Abono salarial extra de até R$ 1.100? Conheça a proposta de medida emergencial

Imagem:Reprodução

O Instituto de Pesquisa Econômica Aplicada (Ipea) publicou um estudo que propõe que o abono salarial se torne uma medida emergencial durante a pandemia do novo coronavírus.

O texto altera o Programa de Abono Salarial, previsto na Constituição de 1988.


O objetivo da medida é mitigar os impactos causados pela crise de saúde. Para isso, seria adicionado um montante de R$ 5 bilhões por ano ao valor já previsto para pagar o benefício. Levando-se em conta o valor total gasto em 2020 e 2021, o aumento representaria cerca de 25%.


O estudo é chamado de "Perfil dos beneficiários do abono salarial no Brasil e proposta emergencial no âmbito do Covid-19", e foi realizado por Sandro Pereira, Brunu Amorim e Felipe Mendonça, pesquisadores do Ipea. Após verificar o escopo do subsídio e analisar o perfil dos beneficiários, os pesquisadores criaram a proposta.


Para viabilizar a medida, bastaria apenas reajustar o calendário e o fluxo de caixa do Tesouro Nacional, considerando os avanços sugeridos no estudo.

Utilizando a base de beneficiários existente, não haveria despesa extra na criação de seus próprios sistemas.


Qual é o valor do abono proposto?

Os gastos anuais com o programa giram em torno de R$ 20 bilhões, cerca de 0,3% do Produto Interno Bruto (PIB). O dinheiro seria depositado em parcela única, com valores que variam até o máximo permitido, para mais de 20 milhões de trabalhadores.


É necessário ressaltar que o abono DO PIS/Pasep, quando criado, correspondia a um salário mínimo para todos os trabalhadores que se enquadrassem nas regras. Mas a Medida Provisória (MP) nº 665, de 30 de dezembro de 2014, e a Lei nº 13.134, de 16 de junho de 2015, modificaram essa regra.

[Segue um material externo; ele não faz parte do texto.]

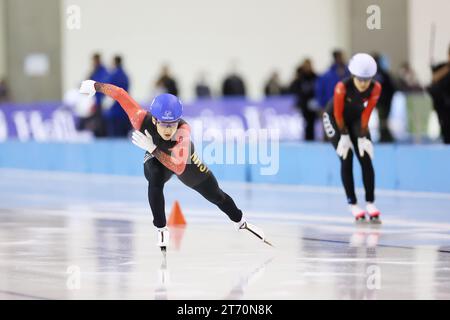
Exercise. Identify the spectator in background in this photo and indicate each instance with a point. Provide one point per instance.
(117, 123)
(440, 93)
(94, 121)
(4, 94)
(303, 87)
(407, 79)
(202, 89)
(325, 83)
(385, 100)
(99, 73)
(273, 86)
(165, 82)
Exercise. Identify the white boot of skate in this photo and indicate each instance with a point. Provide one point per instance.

Atualmente, o benefício é calculado na proporção de 1/12 do salário mínimo para cada mês trabalhado no ano de referência. No entanto, para que os brasileiros desfrutem dos benefícios do abono, a proposta quer devolver as regras antes da MP 665/2014, quando todos os trabalhadores que atenderam aos requisitos receberam um salário mínimo. Tal mudança resultaria em uma despesa extra de cerca de R$ 5 bilhões.


"A expectativa é que o repasse desses recursos aos trabalhadores acione a economia local, o pequeno comércio, a demanda por produtos e serviços. Isso pode ser um fator adicional para ajudar na reintegração da economia brasileira", disse o economista Sandro Pereira, um dos coordenadores da pesquisa.


Qual é o publico do  abono?

Hoje, cerca de 80% dos trabalhadores que recebem o abono salarial trabalham em serviços, comércio, produção de bens industriais e serviços ou serviços administrativos.


"O importante é que o subsídio possa servir como fator de compensação de renda para famílias que perderam ou estão perdendo seus empregos formais. Mesmo aqueles que perderam seus empregos em março e abril deste ano, quando o isolamento social foi determinado, essas pessoas teriam garantido um salário mínimo de subsídio total no próximo ano", defendeu o economista.